In Cleveland, something peculiar occurred: Pavano pitched as if the preceding four years never happened, morphing back into the strike-throwing machine who earned praise with the Marlins. His ERA with the Tribe (5.37) was ugly, but his xFIP (3.94) suggested he was performing as well as ever. Pavano continued his revival in Minnesota (3.99 xFIP) following an August trade. Overall, he had 6.64 K/9, 1.76 BB/9 and 3.7 WAR in 199.1 innings, with a big discrepancy between his ERA (5.10) and xFIP (3.96) due to a .335 batting average on balls in play and a low rate of stranding base runners (66.1 percent).

Pavano accepted arbitration this past off-season, and he’s earning $7 million in 2010. He’s well on his way to justifying that salary — with 1.5 WAR in 96.1 frames, the mustachioed 34-year-old has provided the Twins with about $6 million in value already. Pavano’s not missing as many bats this season (5.14 K/9), but he’s being even stingier with the walks (1.31 BB/9) and has increased his ground ball rate slightly (45.9% this year, 43.4% in ’09). His xFIP (4.03) is essentially the same as last season, though his ERA (3.64) is dramatically lower thanks to a .267 BABIP and a 73.4 percent strand rate.

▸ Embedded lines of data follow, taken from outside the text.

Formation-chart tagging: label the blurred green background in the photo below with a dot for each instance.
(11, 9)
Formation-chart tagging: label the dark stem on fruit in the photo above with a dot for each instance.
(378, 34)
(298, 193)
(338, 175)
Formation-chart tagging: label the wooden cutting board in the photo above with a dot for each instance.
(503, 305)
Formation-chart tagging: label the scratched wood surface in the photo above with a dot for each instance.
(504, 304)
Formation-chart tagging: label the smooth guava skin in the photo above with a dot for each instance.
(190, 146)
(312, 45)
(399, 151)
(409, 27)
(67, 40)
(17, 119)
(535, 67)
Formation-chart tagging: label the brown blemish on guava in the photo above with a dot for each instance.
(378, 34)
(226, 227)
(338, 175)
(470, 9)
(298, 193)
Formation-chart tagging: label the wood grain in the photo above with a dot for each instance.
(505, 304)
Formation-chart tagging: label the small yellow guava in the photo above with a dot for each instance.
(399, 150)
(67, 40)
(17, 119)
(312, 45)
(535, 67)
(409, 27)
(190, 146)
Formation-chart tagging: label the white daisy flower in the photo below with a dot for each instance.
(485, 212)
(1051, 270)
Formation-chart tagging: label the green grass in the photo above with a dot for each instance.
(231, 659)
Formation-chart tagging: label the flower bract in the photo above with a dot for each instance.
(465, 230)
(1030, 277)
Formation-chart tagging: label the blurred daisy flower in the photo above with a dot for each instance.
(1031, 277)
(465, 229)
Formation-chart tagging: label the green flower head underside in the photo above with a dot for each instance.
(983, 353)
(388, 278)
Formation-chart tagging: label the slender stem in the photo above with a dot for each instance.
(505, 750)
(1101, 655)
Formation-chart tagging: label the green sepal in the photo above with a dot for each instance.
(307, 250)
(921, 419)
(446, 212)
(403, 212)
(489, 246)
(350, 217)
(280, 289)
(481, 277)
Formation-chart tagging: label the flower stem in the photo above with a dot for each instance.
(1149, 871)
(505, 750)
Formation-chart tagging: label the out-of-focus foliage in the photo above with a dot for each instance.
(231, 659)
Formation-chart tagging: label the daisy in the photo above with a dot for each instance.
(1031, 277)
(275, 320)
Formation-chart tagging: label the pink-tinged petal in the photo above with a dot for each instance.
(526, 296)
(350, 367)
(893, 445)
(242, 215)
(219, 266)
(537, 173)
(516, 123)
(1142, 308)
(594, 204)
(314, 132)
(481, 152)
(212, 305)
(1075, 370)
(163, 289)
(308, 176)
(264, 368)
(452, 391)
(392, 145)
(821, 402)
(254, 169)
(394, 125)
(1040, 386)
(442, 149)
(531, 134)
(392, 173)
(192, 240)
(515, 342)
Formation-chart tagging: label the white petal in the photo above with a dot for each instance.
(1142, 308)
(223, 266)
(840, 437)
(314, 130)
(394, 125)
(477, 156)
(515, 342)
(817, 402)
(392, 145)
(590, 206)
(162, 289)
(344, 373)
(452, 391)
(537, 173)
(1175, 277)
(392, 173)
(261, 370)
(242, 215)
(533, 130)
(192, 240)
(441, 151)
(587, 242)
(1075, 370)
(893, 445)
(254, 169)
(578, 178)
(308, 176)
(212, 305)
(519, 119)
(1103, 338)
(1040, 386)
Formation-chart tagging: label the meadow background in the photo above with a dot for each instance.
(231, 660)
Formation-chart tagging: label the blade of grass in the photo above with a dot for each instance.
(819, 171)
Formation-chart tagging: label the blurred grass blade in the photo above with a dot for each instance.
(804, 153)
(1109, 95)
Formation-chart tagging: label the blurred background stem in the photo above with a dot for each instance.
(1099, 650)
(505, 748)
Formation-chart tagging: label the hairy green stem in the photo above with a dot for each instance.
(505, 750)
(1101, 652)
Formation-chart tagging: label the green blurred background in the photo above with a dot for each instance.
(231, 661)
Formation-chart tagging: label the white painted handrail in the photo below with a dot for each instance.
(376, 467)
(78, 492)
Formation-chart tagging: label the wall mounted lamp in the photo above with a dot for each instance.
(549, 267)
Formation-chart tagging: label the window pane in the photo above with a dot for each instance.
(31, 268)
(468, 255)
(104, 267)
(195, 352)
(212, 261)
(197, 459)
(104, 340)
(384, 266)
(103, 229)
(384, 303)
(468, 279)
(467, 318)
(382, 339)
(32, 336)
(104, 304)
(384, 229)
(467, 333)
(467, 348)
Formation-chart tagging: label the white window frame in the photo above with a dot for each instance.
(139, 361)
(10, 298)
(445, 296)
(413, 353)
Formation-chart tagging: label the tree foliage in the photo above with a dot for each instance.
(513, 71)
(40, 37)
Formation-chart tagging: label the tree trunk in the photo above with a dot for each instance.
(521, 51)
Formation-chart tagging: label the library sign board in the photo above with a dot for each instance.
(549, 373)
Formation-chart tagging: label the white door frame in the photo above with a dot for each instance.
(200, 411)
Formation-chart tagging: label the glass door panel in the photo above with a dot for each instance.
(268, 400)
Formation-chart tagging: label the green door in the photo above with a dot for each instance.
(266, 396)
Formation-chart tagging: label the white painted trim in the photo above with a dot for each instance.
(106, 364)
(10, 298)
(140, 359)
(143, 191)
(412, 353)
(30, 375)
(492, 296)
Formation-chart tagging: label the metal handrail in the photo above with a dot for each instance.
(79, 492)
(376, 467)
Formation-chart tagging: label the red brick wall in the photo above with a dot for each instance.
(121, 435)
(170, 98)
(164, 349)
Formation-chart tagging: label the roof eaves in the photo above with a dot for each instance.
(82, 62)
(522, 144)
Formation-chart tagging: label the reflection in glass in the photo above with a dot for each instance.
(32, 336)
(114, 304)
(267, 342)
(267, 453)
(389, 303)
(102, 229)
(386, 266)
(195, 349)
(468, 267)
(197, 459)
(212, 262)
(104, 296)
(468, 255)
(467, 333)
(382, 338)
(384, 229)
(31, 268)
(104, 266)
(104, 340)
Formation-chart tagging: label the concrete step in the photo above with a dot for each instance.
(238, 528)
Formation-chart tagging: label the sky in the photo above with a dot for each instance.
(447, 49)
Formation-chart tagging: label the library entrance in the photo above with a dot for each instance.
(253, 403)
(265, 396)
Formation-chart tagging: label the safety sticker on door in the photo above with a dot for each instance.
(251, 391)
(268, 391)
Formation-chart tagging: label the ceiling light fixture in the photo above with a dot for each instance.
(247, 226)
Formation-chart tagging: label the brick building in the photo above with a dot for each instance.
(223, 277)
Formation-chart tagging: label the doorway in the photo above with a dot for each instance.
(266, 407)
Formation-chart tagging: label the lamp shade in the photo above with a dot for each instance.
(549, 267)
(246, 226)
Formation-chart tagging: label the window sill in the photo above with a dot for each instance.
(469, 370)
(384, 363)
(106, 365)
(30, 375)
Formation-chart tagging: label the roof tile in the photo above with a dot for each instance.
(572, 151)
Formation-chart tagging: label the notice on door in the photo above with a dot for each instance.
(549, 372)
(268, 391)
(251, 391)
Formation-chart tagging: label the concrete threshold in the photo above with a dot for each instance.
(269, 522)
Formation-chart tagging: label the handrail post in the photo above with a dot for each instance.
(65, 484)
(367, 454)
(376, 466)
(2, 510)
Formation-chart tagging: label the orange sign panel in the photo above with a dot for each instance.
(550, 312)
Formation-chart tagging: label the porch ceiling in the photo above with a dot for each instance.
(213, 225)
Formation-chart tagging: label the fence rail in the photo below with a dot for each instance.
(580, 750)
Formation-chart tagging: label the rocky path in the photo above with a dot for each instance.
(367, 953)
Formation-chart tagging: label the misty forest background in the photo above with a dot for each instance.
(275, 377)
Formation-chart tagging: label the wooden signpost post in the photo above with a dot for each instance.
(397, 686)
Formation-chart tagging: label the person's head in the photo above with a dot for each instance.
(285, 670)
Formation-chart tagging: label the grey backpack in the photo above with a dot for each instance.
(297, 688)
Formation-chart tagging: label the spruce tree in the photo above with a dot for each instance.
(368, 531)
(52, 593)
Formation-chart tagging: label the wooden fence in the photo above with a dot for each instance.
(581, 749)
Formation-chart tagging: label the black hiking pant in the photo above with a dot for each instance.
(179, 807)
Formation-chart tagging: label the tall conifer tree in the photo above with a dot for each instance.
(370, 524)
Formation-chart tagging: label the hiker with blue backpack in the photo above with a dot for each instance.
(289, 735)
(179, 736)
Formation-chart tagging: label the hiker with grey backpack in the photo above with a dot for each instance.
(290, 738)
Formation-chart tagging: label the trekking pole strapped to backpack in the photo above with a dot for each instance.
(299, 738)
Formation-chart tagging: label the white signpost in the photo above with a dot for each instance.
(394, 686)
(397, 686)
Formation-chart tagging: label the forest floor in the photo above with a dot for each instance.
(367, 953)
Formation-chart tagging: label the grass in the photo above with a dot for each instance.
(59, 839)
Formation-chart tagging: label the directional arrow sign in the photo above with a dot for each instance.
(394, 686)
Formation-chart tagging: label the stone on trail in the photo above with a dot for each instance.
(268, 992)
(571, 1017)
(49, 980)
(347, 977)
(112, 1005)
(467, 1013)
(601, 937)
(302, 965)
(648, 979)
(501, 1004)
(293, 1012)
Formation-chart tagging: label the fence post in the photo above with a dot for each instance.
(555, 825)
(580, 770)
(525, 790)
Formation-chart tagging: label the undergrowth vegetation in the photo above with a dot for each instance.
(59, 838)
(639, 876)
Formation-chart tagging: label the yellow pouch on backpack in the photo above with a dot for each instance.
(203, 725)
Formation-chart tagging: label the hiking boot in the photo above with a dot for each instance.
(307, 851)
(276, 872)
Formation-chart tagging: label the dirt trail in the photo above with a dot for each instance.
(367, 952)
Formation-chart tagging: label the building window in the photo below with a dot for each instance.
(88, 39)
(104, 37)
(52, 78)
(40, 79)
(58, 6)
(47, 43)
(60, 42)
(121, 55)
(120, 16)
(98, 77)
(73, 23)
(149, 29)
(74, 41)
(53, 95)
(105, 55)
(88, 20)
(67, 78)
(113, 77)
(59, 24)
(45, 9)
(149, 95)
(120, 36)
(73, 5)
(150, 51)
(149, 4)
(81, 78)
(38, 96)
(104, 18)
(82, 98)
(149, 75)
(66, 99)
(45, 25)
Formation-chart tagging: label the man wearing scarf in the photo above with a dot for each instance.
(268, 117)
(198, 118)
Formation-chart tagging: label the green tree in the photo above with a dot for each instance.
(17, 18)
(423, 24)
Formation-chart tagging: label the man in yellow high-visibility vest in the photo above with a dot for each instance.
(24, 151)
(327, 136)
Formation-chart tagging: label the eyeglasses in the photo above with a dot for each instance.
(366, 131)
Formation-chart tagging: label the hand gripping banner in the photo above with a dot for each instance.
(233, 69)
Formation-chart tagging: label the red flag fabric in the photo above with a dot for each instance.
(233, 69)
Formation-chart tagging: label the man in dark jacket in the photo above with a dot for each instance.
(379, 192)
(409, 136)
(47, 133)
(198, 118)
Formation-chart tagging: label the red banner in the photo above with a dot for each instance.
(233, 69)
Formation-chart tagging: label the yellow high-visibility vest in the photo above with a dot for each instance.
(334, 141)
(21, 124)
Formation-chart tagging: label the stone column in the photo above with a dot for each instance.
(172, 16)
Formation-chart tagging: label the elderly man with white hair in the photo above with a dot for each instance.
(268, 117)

Utilizing an 89-90 MPH fastball, a low-80’s slider and a low-80’s changeup, Pavano gets ahead in the count like few others — his first pitch strike percentage was 67.7 last year, and comes in at 66.2 percent in 2010 (the MLB average is about 58 percent). Among qualified MLB starters, only Cliff Lee, Carlos Silva, Roy Oswalt and Roy Halladay have a higher F-Strike% this season.

And, hitters have a tough time laying off his stuff off the plate. Pavano garnered swings on pitches outside of the strike zone 32.3 percent in 2009 (25.1 percent MLB average) and 36.4 percent this season (28.3 percent MLB average). The 2010 mark is tops among big league starters.

If Pavano reaches his modest rest-of-season ZiPS projection (a 4.30 FIP in just 77 innings), he would finish the year with around 2.5 WAR and would end up being a bargain for the Twins. Should he approach last year’s innings total with a FIP closer to his current level, he would again top the three win mark. After years of DL stints and derision from fans and analysts, Pavano is back to being a quality rotation cog on a playoff-caliber team.